Decision Support for Marketplace Policies under Incomplete Evidence: From Replay to Launch Readiness
For marketplace platforms using offline evaluation, this work provides a protocol to avoid premature deployment decisions under incomplete evidence.
The paper addresses the problem of deciding whether a marketplace policy evaluated on offline data is safe to deploy, proposing a decision-support system that outputs a launch-readiness classification rather than a performance estimate. Applied to RTB logs, the system identifies a floor policy with 47.7% replay yield lift but recommends online validation instead of direct launch.
Marketplace platforms routinely evaluate pricing and allocation policies using logged observational data, yet strong offline performance does not imply that a policy is safe to deploy. In real-time bidding (RTB) marketplaces, reserve-price and floor-policy changes affect not only revenue but also fill, advertiser value, budget pacing, and competition across auctions, creating feedback and interference. The central problem is therefore not to estimate whether a policy improves an offline metric, but to determine whether the available evidence justifies direct launch or only further validation. In this regard, we propose a support-aware decision-support system (DSS) that distinguishes promising from actionable evidence. The framework integrates replay, support-aware off-policy evaluation (OPE), conservative lower-bound ranking, multi-sided guardrails, out-of-time validation, sensitivity analysis, and interference-aware validation design into a claim-preserving pipeline that outputs a launch-readiness classification rather than a single performance estimate.

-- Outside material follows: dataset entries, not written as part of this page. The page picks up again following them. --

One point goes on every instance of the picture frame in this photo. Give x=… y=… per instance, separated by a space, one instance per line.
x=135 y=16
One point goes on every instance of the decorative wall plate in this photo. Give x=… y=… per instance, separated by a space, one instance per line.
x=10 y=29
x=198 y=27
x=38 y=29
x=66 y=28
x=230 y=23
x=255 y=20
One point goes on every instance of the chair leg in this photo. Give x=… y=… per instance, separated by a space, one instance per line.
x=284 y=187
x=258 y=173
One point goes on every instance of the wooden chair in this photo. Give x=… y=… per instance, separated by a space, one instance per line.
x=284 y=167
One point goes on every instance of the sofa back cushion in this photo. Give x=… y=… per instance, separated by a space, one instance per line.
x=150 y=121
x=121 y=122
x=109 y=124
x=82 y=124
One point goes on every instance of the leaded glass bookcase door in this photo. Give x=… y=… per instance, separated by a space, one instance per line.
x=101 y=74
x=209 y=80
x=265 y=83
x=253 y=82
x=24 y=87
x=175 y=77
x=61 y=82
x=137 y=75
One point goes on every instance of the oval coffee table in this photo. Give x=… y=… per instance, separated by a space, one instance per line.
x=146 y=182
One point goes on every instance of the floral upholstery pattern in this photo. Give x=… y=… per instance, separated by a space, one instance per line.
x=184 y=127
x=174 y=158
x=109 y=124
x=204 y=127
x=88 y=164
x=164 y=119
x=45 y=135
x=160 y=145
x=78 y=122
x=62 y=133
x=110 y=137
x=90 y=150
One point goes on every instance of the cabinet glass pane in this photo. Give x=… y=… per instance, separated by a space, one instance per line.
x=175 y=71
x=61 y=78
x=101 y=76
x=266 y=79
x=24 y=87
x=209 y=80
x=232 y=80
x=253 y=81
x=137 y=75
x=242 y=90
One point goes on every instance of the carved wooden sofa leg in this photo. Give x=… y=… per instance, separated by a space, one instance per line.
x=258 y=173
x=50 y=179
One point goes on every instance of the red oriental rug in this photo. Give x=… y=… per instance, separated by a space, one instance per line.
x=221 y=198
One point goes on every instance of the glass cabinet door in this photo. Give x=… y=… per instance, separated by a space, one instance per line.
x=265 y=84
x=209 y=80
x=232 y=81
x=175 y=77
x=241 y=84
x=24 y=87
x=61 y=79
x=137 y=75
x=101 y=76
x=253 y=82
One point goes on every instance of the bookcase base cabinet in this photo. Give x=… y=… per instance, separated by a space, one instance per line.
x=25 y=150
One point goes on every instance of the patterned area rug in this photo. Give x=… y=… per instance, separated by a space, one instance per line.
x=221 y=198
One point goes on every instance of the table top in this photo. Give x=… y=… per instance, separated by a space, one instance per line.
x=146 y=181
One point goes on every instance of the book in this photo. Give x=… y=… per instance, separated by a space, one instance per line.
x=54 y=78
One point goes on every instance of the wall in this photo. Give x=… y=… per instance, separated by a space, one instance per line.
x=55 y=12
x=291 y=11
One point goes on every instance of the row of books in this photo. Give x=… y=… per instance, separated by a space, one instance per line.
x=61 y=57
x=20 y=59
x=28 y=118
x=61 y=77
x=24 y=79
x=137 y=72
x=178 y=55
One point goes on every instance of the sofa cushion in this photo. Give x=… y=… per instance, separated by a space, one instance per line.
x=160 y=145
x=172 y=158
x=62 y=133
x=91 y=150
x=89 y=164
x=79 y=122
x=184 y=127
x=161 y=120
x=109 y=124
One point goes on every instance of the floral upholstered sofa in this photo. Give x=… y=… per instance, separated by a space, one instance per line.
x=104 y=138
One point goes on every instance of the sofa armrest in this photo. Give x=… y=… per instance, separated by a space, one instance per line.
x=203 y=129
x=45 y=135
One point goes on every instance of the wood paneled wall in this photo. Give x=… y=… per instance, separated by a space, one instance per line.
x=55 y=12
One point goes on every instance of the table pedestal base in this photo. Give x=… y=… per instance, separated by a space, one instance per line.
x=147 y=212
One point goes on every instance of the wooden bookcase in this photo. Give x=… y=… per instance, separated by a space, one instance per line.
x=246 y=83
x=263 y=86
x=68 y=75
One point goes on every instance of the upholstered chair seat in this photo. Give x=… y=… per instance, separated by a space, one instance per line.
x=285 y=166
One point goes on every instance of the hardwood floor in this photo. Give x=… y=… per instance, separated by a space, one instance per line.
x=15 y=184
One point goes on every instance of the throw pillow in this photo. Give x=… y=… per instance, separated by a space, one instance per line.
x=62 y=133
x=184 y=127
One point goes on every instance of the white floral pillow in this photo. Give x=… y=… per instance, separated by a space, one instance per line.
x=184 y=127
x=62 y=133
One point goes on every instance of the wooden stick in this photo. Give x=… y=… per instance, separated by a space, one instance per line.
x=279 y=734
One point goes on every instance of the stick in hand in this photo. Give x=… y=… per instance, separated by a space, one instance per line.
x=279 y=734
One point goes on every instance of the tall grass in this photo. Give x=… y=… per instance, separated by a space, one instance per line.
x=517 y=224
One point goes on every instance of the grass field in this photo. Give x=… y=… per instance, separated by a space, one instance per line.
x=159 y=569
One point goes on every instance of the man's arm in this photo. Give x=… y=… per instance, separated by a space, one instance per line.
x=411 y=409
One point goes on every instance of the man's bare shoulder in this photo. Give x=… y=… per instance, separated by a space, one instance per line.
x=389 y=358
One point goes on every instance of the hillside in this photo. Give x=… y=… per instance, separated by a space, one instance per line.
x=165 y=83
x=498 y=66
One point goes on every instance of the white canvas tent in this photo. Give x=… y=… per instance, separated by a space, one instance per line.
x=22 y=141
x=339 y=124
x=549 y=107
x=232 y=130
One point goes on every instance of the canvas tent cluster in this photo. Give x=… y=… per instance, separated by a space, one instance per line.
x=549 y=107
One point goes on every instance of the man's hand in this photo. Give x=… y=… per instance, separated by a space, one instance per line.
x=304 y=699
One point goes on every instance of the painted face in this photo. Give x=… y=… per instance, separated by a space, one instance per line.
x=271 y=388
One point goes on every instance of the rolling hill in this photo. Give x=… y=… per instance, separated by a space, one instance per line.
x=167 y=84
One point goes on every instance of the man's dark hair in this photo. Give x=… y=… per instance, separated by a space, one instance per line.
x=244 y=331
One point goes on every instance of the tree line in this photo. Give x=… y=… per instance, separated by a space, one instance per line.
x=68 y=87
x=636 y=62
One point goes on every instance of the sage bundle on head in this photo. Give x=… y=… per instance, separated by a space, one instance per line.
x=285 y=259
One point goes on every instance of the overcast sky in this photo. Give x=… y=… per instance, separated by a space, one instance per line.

Applying the framework to iPinYou-style RTB logs, we identify a margin-gated floor policy as the leading candidate, with a 47.7% replay yield lift, a 45.8% conservative lower-tail lift, and stable out-of-time performance. However, the framework does not recommend direct launch. A decision-rule ablation shows that simplified pipelines select the same policy but incorrectly recommend deployment, leaving key causal assumptions unresolved. In contrast, the proposed DSS selects the same policy but changes the action to online validation, reflecting missing evidence on propensities, bidder response, and interference. Overall, the contribution is a reproducible DSS protocol that prevents decision overclaim under partial identification and converts offline evaluation into an auditable, action-oriented recommendation.